RÊVEUR EXCENTRIQUE, INADAPTÉ POÉTIQUE, KATERINE SE LA JOUE PIANO VOIX SUR UN DISQUE, LE FILM, MARQUÉ PAR LE DÉCÈS DE SON PÈRE. KAT POWER…

Il a la poignée de main molle, le bonjour nonchalant et le sourire narquois. Ce que l’on prendrait chez les autres pour de la prétention ou de la condescendance est chez Philippe Katerine de la douceur. La douceur d’un mec dans son monde. Phénix lunaire qui a sniffé les cendres de son père (c’est une image, Keith) pour renaître pianiste… Avant son concert au Cirque Royal, discussion forcément surréaliste avec un papa quadra qui adore se réinventer, regarder danser les gens et dessiner ses enfants.

Comment est né ce drôle de Film?

J’ai écrit des textes, dessiné dans un petit cahier. Et quand je suis rentré chez moi, j’ai mis ces mots en musique. Ça coulait de source. Ce n’était pas vraiment un journal intime, parce que je ne disais pas bonjour à mon journal, mais j’écrivais directement des petites poésies. J’appelle ça de la poésie. Pourquoi pas? Je les ai très peu retouchées en fait. Ça marchait comme ça, en les chantant. Après la mort de mon papa, il fallait que je fasse quelque chose de mes mains, de ma tête. Il fallait que je trouve un espace pour vivre. Ce n’est pas un album de deuil. C’est un disque qui parle de retrouver sa place dans le monde, de vie après la mort.

Le piano, il arrive quand?

Il y avait un piano chez moi qui ne m’appartient pas. Il était là et je n’avais jamais joué dessus. Je l’ai regardé. Il m’a regardé. Je me suis assis devant et j’ai commencé à jouer. Je ne joue jamais moi. Alors, je faisais des petites danses avec mes doigts. En les écartant. Des mini-chorégraphies. Je n’avais pas écrit ces textes en prévision de chansons mais c’était de la rime. Tout marchait bien ensemble.

Vous avez déclaré: « Le Film est l’album au piano d’un type qui n’en joue jamais. » Ça a des avantages?

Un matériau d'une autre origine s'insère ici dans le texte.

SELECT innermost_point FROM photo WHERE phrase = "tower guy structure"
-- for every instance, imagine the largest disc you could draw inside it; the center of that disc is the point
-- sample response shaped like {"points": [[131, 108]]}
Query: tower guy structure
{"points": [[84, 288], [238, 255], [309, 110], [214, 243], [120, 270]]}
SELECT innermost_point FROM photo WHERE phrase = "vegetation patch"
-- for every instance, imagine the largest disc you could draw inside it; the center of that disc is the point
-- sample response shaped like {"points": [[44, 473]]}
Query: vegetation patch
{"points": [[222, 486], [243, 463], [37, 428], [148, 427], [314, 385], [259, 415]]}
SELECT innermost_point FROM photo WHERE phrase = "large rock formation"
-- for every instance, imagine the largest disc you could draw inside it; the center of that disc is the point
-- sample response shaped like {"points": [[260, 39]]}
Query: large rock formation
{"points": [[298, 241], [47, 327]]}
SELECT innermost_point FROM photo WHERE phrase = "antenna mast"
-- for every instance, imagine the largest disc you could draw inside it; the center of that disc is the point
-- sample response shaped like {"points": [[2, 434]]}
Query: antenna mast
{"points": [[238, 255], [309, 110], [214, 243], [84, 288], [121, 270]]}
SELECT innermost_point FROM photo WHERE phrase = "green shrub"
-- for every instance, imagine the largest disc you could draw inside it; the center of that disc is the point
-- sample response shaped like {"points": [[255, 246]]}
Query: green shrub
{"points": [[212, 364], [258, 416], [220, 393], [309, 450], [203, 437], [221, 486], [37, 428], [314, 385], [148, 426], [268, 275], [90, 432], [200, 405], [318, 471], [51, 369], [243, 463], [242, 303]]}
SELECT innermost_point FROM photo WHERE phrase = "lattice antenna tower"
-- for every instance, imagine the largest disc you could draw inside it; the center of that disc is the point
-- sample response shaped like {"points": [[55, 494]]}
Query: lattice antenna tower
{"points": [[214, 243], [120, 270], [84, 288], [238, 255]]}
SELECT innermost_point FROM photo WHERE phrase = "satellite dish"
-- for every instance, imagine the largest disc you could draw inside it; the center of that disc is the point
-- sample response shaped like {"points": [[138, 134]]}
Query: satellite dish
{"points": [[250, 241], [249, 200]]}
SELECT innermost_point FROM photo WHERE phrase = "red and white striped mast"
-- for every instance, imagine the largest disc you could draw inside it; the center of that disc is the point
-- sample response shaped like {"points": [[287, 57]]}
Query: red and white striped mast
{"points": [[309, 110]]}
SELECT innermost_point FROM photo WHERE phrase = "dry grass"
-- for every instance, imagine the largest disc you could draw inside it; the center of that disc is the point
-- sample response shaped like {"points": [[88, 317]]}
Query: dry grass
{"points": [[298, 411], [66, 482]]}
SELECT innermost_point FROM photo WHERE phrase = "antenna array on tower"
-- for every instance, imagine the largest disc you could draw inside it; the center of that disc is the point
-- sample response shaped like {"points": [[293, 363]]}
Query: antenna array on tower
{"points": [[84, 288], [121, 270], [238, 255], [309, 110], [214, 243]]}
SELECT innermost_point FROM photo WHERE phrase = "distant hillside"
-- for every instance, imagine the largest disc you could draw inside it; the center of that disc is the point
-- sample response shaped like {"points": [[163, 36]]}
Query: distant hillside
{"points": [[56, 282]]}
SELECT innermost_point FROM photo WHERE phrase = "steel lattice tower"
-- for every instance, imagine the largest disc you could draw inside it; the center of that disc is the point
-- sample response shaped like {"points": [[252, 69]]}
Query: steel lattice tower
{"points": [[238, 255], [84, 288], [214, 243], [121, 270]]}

Bien sûr. Les vertus du novice. La chance du débutant. Je n’ai pas beaucoup exploré en même temps. Ces nouvelles sonorités m’ont emmené vers de nouvelles mélodies. Souvent, c’est à la guitare que je compose mes chansons. Le piano est plus littéraire. Avec le piano, on laisse davantage de place aux mots et comme le texte était le socle sur lequel je m’appuyais, ça tombait plutôt bien. On a ajouté très peu d’instruments.

Vous avez pensé à des gens comme Charles Trenet?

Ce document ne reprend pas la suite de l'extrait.